Pulmonary atresia (PA) is a complicated congenital (present at birth) heart defect. It occurs due to abnormal development of the fetal heart in the first trimester of pregnancy.
The pulmonary valve is between the right ventricle (RV) and the pulmonary artery. It is formed by three leaflets that function like a one-way door. This allows oxygen-depleted blood that has returned from the body to the right side of the heart to flow from the right pumping chamber (RV) out to the lungs to pick up oxygen. This valve closes as the RV relaxes. This way the blood does not go backwards into the right ventricle.
With pulmonary atresia, problems with valve development prevent the leaflets from opening. This can either be a problem with how the valve itself has formed (membranous pulmonary atresia) or there may be thick muscle under the valve area with no clear leaflets (muscular pulmonary atresia). That means blood cannot flow forward from the right ventricle to the lungs. Before birth, while the fetus is developing, they are safe while the placenta provides oxygen for the baby. The lungs are not being used to oxygenate the blood. Blood entering the right side of the fetal heart goes through an opening between the collecting chambers (atrium) called the foramen ovale. This allows oxygen-rich (red) blood from the placenta to go through to the left side of the heart. It then goes to the body.

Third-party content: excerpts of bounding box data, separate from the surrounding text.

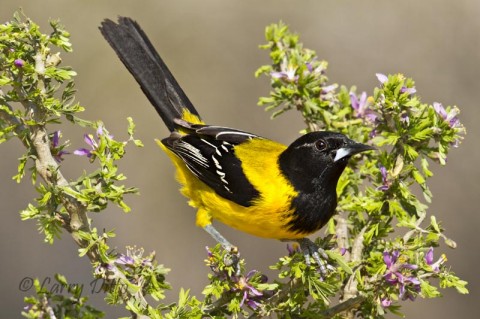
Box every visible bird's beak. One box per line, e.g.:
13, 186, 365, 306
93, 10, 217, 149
333, 142, 376, 162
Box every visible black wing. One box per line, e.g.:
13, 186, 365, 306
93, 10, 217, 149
162, 121, 261, 207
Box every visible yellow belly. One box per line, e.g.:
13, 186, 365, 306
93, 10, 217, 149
158, 139, 305, 239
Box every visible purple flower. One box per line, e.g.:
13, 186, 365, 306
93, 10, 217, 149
400, 112, 410, 125
115, 254, 135, 266
270, 61, 298, 82
350, 92, 378, 123
425, 247, 447, 273
400, 86, 417, 95
433, 102, 460, 128
287, 243, 300, 256
383, 250, 421, 300
375, 73, 388, 84
377, 165, 390, 191
380, 297, 392, 308
13, 59, 25, 68
50, 131, 70, 163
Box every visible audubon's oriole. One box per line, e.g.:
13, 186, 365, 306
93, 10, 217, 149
100, 17, 373, 266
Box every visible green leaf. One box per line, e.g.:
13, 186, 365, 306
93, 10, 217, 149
325, 250, 353, 275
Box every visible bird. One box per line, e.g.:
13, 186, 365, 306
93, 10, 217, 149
99, 17, 374, 271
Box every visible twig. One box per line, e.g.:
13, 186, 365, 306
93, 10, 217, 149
320, 296, 365, 319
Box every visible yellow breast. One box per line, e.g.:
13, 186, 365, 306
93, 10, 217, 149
157, 139, 305, 239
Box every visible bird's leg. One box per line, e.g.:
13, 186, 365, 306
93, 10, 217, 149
284, 238, 331, 276
203, 224, 238, 254
203, 224, 240, 275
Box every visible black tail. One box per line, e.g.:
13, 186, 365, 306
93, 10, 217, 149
100, 17, 198, 131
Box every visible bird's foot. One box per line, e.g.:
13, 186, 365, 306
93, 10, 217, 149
296, 238, 334, 276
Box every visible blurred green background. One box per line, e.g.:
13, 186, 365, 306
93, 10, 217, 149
0, 0, 480, 318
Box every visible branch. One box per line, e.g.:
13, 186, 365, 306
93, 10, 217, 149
319, 296, 366, 319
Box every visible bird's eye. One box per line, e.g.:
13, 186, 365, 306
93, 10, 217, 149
315, 140, 327, 151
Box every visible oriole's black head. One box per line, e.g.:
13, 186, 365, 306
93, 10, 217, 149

In some cases, there may be a second opening. The opening may be in the ventricular wall (between the right and left pumping chambers). This allows blood in the right ventricle a way out. This opening is called a ventricular septal defect (VSD). If there is no VSD (also called intact ventricular septum), the right ventricle gets little blood flow before birth. It does not develop fully and can be much smaller than normal.

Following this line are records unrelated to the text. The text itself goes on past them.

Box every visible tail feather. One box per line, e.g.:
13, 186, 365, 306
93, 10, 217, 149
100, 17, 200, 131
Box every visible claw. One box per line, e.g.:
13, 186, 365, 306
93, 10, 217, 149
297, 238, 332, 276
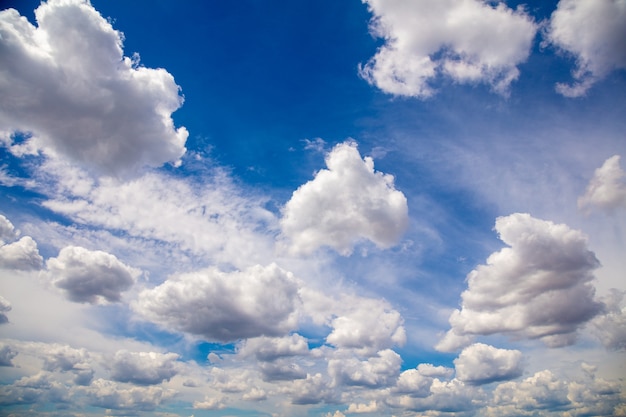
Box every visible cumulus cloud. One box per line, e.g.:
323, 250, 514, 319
547, 0, 626, 97
592, 289, 626, 350
0, 236, 43, 271
134, 264, 300, 342
46, 246, 141, 304
360, 0, 537, 98
454, 343, 523, 385
437, 213, 603, 351
110, 350, 180, 385
328, 349, 402, 388
578, 155, 626, 212
280, 142, 408, 255
238, 333, 309, 362
0, 0, 188, 175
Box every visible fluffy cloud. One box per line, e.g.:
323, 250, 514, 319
360, 0, 537, 98
578, 155, 626, 212
239, 333, 309, 362
110, 350, 180, 385
46, 246, 140, 304
454, 343, 522, 385
281, 142, 408, 255
437, 213, 602, 351
134, 264, 300, 342
547, 0, 626, 97
0, 236, 43, 271
0, 0, 188, 174
328, 349, 402, 388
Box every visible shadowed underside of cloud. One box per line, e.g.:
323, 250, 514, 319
437, 213, 603, 351
0, 0, 188, 175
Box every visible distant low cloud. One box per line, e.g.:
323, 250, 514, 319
46, 246, 141, 304
110, 350, 181, 385
0, 0, 188, 175
280, 142, 408, 255
437, 213, 603, 351
454, 343, 523, 385
547, 0, 626, 97
578, 155, 626, 213
360, 0, 537, 98
134, 264, 300, 342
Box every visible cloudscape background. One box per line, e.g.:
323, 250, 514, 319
0, 0, 626, 417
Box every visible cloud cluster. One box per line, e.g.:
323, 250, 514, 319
437, 213, 603, 351
547, 0, 626, 97
134, 264, 300, 342
578, 155, 626, 212
46, 246, 141, 304
0, 0, 188, 175
0, 214, 43, 271
280, 142, 408, 255
360, 0, 537, 98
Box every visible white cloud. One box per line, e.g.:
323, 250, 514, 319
578, 155, 626, 212
0, 0, 188, 175
328, 349, 402, 388
134, 264, 300, 342
437, 213, 602, 351
280, 142, 408, 255
0, 214, 17, 245
110, 350, 181, 385
546, 0, 626, 97
238, 333, 309, 362
592, 289, 626, 350
360, 0, 537, 98
454, 343, 523, 385
46, 246, 141, 304
0, 236, 43, 271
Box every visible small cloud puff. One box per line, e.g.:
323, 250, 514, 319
360, 0, 537, 98
46, 246, 141, 304
280, 142, 408, 255
437, 213, 603, 351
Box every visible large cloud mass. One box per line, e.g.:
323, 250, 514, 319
0, 0, 188, 174
547, 0, 626, 97
281, 142, 408, 255
438, 213, 602, 350
46, 246, 140, 304
361, 0, 537, 98
135, 264, 299, 342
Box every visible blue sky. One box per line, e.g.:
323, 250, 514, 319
0, 0, 626, 417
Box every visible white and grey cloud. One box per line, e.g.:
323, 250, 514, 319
134, 264, 300, 342
110, 350, 181, 385
46, 246, 141, 304
360, 0, 537, 98
454, 343, 523, 385
280, 142, 408, 255
578, 155, 626, 213
0, 0, 188, 175
546, 0, 626, 97
437, 213, 603, 351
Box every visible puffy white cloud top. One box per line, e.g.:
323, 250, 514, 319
361, 0, 537, 98
437, 213, 602, 351
0, 0, 188, 175
46, 246, 141, 304
280, 142, 408, 255
454, 343, 523, 385
578, 155, 626, 212
134, 264, 300, 342
547, 0, 626, 97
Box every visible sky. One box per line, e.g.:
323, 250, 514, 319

At birth, when the baby is separated from the placenta, the lungs open on the first breath. They must do the work of oxygenating the baby’s blood. With no pulmonary valve opening present, blood needs another way to reach the lungs and get oxygen.
The foramen ovale normally closes in the first few months of life, but often stays open in this situation. It allows oxygen-poor (blue) blood to go from the right atrium to the left atrium. From there, it goes to the left ventricle, out the aorta, to the body. This situation cannot support life long-term. Oxygen-poor (blue) blood cannot meet the body's demands. Fetuses and newborns also have a connection between the aorta and the pulmonary artery. This is called the ductus arteriosus. It allows some blood to pass into the lungs in order to pick up more oxygen. Unfortunately, this ductus arteriosus normally closes within a few hours or days after birth once the baby starts breathing on their own. As the ductus arteriosus closes, oxygen levels will decrease if the child is not treated with life-saving medicine, called prostaglandins, to keep it open.

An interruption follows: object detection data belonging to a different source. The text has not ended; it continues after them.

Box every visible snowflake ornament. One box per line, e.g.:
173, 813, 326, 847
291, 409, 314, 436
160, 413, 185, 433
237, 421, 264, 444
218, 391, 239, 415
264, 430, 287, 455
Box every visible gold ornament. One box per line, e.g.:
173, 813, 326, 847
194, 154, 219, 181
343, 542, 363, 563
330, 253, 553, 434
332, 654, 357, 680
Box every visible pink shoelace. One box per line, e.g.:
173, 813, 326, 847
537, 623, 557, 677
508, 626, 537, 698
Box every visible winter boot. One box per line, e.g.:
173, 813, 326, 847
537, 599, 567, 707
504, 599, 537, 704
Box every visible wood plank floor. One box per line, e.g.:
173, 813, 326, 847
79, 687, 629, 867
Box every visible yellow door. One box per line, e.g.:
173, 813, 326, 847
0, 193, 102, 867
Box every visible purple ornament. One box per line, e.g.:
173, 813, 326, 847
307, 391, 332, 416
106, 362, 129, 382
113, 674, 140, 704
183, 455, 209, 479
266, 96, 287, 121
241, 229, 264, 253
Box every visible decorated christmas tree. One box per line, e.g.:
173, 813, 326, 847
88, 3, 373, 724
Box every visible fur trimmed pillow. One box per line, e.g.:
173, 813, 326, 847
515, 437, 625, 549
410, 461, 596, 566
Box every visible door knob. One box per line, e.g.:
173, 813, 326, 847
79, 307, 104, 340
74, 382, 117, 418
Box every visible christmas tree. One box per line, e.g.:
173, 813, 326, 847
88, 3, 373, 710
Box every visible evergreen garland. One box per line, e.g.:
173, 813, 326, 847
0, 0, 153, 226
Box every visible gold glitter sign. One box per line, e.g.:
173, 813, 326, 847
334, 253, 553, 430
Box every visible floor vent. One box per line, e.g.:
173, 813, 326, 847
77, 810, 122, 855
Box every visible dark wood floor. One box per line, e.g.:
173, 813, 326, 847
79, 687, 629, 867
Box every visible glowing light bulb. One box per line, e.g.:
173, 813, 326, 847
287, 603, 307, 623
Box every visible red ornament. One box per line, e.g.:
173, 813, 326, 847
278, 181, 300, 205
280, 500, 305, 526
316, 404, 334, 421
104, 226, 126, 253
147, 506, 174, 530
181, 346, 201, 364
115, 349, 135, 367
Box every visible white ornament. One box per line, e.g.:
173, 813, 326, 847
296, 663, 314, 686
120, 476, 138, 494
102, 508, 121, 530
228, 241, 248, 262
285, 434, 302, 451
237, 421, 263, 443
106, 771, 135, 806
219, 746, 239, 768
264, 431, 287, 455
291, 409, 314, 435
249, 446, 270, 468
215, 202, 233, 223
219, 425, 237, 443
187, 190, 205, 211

Because of the low amount of oxygen given to the body, pulmonary atresia is one of the heart problems that is labeled "blue-baby syndrome." Pulmonary atresia occurs in about one out of every 10,000 live births.
Causes of Pulmonary Atresia
The problem occurs as the heart is forming during the first eight weeks of fetal development.
Some congenital heart defects may have a genetic link. This may be due to a defect in a gene, a chromosome abnormality or environmental exposure. This may cause heart problems to occur more often in certain families. Most of the time, this heart defect occurs by chance with no clear reason for its development.
Signs and Symptoms of Pulmonary Atresia
Cyanosis (blue color) due to low oxygen levels is often present right after birth. Depending on other structural differences in the heart, it could range from mild to severe. The degree of cyanosis is related to the presence of other defects that allow blood to mix. This includes a patent (open) ductus arteriosus as described above. As the ductus closes the cyanosis will increase.
Some babies will have developed extra blood vessels, called collateral vessels, which take blood from an artery to the lungs. Depending on the size and number of these vessels, the baby may not be blue as early. They may not need surgical intervention for a longer period. Eventually, the baby will outgrow the capacity of these vessels to get enough blood to the lungs to maintain safe oxygen levels.
The following are the most common symptoms of pulmonary atresia. Each child may have different symptoms. Symptoms may include:
- cyanosis (blue color around the mouth or of the skin)
- Fast breathing
- Difficulty breathing
- Irritability
- Lethargy (increased sleepiness)
- Pale, cool or clammy skin
The symptoms of pulmonary atresia may look like other medical conditions or heart problems. Always talk to your child's doctor for a diagnosis.
Diagnosis of Pulmonary Atresia
A pediatric cardiologist and / or a neonatologist may be involved in your child's care. A pediatric cardiologist specializes in the diagnosis and medical management of congenital heart defects. They also focus on heart problems that may develop later in childhood. A neonatologist specializes in illnesses affecting newborns, both premature and full-term.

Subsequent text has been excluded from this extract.